Hong Kong bans chicken imports from China after new bird flu discovery

By Ankush Chibber

- Last updated on GMT

Hong Kong bans chicken imports from China after new bird flu discovery

Related tags Avian influenza Influenza Hong kong

Hong Kong’s food safety and health authorities have shifted gears and initiated counter measures after the discovery of the H7N9 bird flu virus in a batch of live poultry from mainland China. 

Ko Wing-man, secretary of Food and Health Bureau in Hong Kong, announced today that a live chicken sample taken among poultry imported from Guangdong Province of mainland China tested positive for the deadly virus.

Suspension and closure

As a counter-measure, Hong Kong has decided to suspend poultry imports from the mainland for the next three weeks until February 18. In addition, the bureau has also ordered the  closure of the city’s wholesale poultry market, where the virus was discovered, to provide for cleaning and disinfection.

The last time Hong Kong suspended live poultry imports was in 2011, after a dead chicken tested positive for the H5N1 strain of bird flu at the same market.

Ko also stated that local farms too were being banned from supplying live chickens to the market and that health and sanitation authorities will cumulatively cull 20,000 chickens to prevent an outbreak.

“Agriculture, Fisheries and Conservation Department officers will inspect all the local chicken farms and collect more samples for testing to ensure that local farms are not affected by H7 avian influenza,”​ Ko said.

WHO caution

According to the Hong Kong Department of Health, the H7N9 bird flu virus first emerged in March last year and has so far infected at least 240 people in China, Taiwan and Hong Kong.

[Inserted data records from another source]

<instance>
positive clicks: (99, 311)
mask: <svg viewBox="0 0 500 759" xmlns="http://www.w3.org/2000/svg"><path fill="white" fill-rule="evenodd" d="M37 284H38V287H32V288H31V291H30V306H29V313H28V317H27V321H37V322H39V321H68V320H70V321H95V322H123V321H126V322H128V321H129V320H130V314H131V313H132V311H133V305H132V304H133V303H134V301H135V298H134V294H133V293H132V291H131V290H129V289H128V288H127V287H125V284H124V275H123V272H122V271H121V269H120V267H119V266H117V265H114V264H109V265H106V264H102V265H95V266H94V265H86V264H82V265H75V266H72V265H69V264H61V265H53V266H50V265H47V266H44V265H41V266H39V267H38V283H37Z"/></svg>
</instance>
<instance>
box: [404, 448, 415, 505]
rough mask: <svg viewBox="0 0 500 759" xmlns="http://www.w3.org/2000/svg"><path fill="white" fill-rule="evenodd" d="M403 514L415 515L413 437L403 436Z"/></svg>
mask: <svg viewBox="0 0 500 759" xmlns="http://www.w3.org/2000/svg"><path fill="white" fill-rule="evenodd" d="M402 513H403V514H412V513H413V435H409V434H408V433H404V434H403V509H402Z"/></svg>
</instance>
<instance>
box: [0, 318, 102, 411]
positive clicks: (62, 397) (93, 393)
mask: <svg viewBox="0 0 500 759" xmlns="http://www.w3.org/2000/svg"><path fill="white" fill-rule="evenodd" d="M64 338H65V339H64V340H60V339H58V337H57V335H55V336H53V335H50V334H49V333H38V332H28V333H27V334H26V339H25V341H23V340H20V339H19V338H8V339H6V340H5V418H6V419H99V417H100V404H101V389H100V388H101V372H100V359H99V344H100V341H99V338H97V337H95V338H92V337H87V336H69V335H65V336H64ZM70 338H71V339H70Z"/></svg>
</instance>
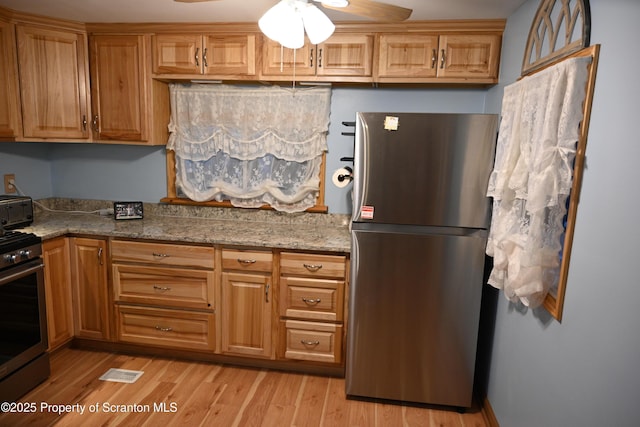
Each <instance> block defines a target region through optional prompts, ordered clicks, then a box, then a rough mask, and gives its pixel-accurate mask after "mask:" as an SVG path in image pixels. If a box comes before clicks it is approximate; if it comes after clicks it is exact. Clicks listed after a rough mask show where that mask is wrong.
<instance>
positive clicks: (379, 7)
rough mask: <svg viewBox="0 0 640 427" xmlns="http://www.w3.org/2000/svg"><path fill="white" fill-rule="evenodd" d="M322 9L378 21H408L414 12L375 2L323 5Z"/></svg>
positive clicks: (402, 8)
mask: <svg viewBox="0 0 640 427" xmlns="http://www.w3.org/2000/svg"><path fill="white" fill-rule="evenodd" d="M322 7H324V8H327V9H333V10H338V11H340V12H344V13H349V14H351V15H357V16H363V17H365V18H371V19H373V20H376V21H404V20H406V19H408V18H409V16H411V13H412V12H413V10H412V9H407V8H404V7H400V6H394V5H392V4H387V3H380V2H377V1H374V0H349V5H348V6H346V7H335V6H329V5H326V4H324V3H322Z"/></svg>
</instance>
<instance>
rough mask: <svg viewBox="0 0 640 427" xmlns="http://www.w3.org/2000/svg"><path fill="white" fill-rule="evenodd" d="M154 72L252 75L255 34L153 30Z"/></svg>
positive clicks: (233, 76) (153, 54) (254, 66)
mask: <svg viewBox="0 0 640 427" xmlns="http://www.w3.org/2000/svg"><path fill="white" fill-rule="evenodd" d="M153 73H154V74H160V75H162V74H184V75H192V76H193V75H207V76H216V77H220V78H231V79H237V80H241V79H243V78H254V79H255V76H256V35H255V34H215V33H212V34H156V35H154V36H153Z"/></svg>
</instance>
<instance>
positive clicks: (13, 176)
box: [4, 173, 16, 194]
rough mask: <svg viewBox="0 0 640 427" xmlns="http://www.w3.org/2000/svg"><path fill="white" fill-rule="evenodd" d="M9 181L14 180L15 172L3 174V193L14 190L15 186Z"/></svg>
mask: <svg viewBox="0 0 640 427" xmlns="http://www.w3.org/2000/svg"><path fill="white" fill-rule="evenodd" d="M9 181H13V182H16V176H15V174H12V173H8V174H5V176H4V193H5V194H9V193H15V192H16V186H15V185H13V184H11V183H10V182H9Z"/></svg>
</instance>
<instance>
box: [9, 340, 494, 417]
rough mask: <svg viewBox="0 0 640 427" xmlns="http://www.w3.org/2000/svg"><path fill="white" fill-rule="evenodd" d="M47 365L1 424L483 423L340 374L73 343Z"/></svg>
mask: <svg viewBox="0 0 640 427" xmlns="http://www.w3.org/2000/svg"><path fill="white" fill-rule="evenodd" d="M109 368H122V369H131V370H142V371H144V374H143V375H142V376H141V377H140V378H139V379H138V380H137V381H136V382H135V383H133V384H124V383H116V382H106V381H101V380H99V377H100V376H101V375H102V374H103V373H105V372H106V371H107V370H108V369H109ZM51 369H52V373H51V376H50V378H49V379H48V380H47V381H45V382H44V383H43V384H41V385H40V386H38V387H37V388H36V389H34V390H32V391H31V392H30V393H29V394H27V395H26V396H24V397H23V398H22V399H21V400H20V401H21V402H25V403H35V408H36V411H35V413H22V414H15V413H4V414H0V426H2V427H4V426H11V427H14V426H23V425H25V426H26V425H32V426H38V427H40V426H50V425H56V426H163V427H164V426H173V425H181V426H223V427H226V426H278V427H283V426H349V427H353V426H362V427H369V426H380V427H383V426H384V427H394V426H403V427H404V426H465V427H470V426H475V427H484V426H486V425H487V424H486V423H485V420H484V418H483V415H482V413H481V411H480V410H479V409H477V408H472V409H470V410H469V411H467V412H466V413H464V414H460V413H458V412H455V411H445V410H441V409H440V408H424V407H415V406H403V405H392V404H383V403H374V402H365V401H359V400H351V399H346V398H345V393H344V379H342V378H333V377H322V376H315V375H305V374H297V373H288V372H280V371H272V370H265V369H251V368H238V367H234V366H229V365H220V364H214V363H202V362H189V361H184V360H176V359H164V358H152V357H144V356H130V355H123V354H112V353H105V352H98V351H89V350H78V349H62V350H60V351H58V352H56V353H54V354H53V355H52V359H51ZM76 404H77V406H76V407H75V408H74V411H72V412H69V413H67V414H64V415H58V414H56V413H53V412H47V409H48V408H49V409H48V410H53V409H54V407H53V406H50V407H48V408H47V406H46V405H76ZM154 404H156V405H161V404H164V405H165V407H166V411H167V412H162V411H161V410H160V408H159V407H155V408H154ZM91 405H94V407H93V408H92V407H91ZM120 405H123V406H120ZM125 405H129V406H125ZM133 405H137V406H135V407H134V406H133ZM80 406H84V411H85V412H84V414H80V413H79V412H78V409H77V408H79V407H80ZM96 407H97V408H98V410H97V411H96V410H95V408H96ZM69 408H71V407H69ZM91 409H94V411H93V412H90V410H91ZM69 410H70V409H69Z"/></svg>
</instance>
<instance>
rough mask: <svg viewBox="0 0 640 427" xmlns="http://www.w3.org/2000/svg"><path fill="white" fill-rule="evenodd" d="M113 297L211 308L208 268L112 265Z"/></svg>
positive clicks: (122, 264)
mask: <svg viewBox="0 0 640 427" xmlns="http://www.w3.org/2000/svg"><path fill="white" fill-rule="evenodd" d="M112 271H113V289H114V293H115V300H116V301H122V302H131V303H138V304H145V305H162V306H169V307H185V308H200V309H212V308H213V307H214V306H215V305H214V273H213V271H212V270H188V269H184V268H168V267H150V266H142V265H131V264H113V269H112Z"/></svg>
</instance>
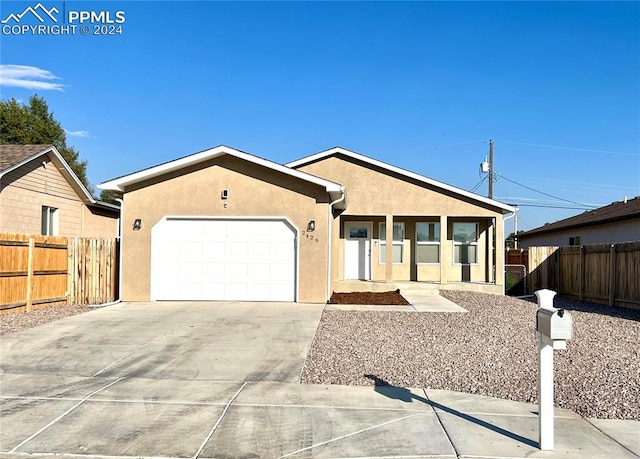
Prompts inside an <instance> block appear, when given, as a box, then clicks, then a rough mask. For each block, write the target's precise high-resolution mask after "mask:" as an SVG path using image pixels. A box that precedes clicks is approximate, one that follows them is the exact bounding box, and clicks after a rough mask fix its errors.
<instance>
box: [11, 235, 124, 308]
mask: <svg viewBox="0 0 640 459" xmlns="http://www.w3.org/2000/svg"><path fill="white" fill-rule="evenodd" d="M118 245H119V241H118V240H117V239H94V238H64V237H55V236H40V235H29V234H3V233H0V313H5V312H20V311H30V310H32V309H34V308H43V307H47V306H52V305H60V304H101V303H107V302H110V301H114V300H115V299H116V298H117V295H118V292H117V288H118V285H117V284H118V282H117V279H118V255H119V251H118Z"/></svg>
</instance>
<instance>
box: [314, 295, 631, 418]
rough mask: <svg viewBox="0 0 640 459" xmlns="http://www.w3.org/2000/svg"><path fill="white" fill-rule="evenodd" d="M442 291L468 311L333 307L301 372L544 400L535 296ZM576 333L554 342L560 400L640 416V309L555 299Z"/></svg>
mask: <svg viewBox="0 0 640 459" xmlns="http://www.w3.org/2000/svg"><path fill="white" fill-rule="evenodd" d="M442 295H443V296H444V297H446V298H448V299H450V300H451V301H453V302H455V303H457V304H459V305H460V306H462V307H463V308H465V309H467V310H468V311H469V313H468V314H465V313H417V312H394V311H385V310H384V307H381V308H380V311H325V312H324V314H323V316H322V319H321V322H320V326H319V327H318V331H317V333H316V336H315V338H314V341H313V344H312V346H311V349H310V351H309V355H308V358H307V361H306V363H305V367H304V370H303V373H302V382H303V383H308V384H343V385H374V384H378V385H381V384H390V385H395V386H403V387H425V388H433V389H445V390H452V391H460V392H467V393H472V394H479V395H486V396H491V397H499V398H504V399H509V400H515V401H521V402H529V403H537V364H538V363H537V343H536V340H535V336H534V327H535V312H536V309H537V305H536V304H535V303H534V302H530V301H524V300H518V299H516V298H512V297H505V296H498V295H488V294H480V293H472V292H460V291H443V292H442ZM554 303H555V306H556V307H562V308H565V309H567V310H570V311H571V314H572V317H573V321H574V337H573V339H572V340H570V341H569V342H568V345H567V349H566V350H563V351H556V352H555V355H554V360H555V401H556V406H558V407H562V408H568V409H571V410H573V411H575V412H577V413H578V414H579V415H581V416H583V417H594V418H601V419H633V420H640V340H639V338H640V311H638V310H629V309H623V308H610V307H607V306H602V305H593V304H588V303H580V302H577V301H570V300H565V299H560V298H556V299H555V302H554Z"/></svg>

The WHO’s stand on the matter is that while the H7N9 virus passes between birds, cases in humans have so far not shown evidence of sustained human-to-human infection.

According to reports, two people infected with H7N9 bird flu have died in Hong Kong and a third patient is being treated—all three were infected during visits to the southern Chinese city of Shenzhen.

In China, according to the Chinese Centre for Disease Control and Prevention, 19 people had been died of the flu this year.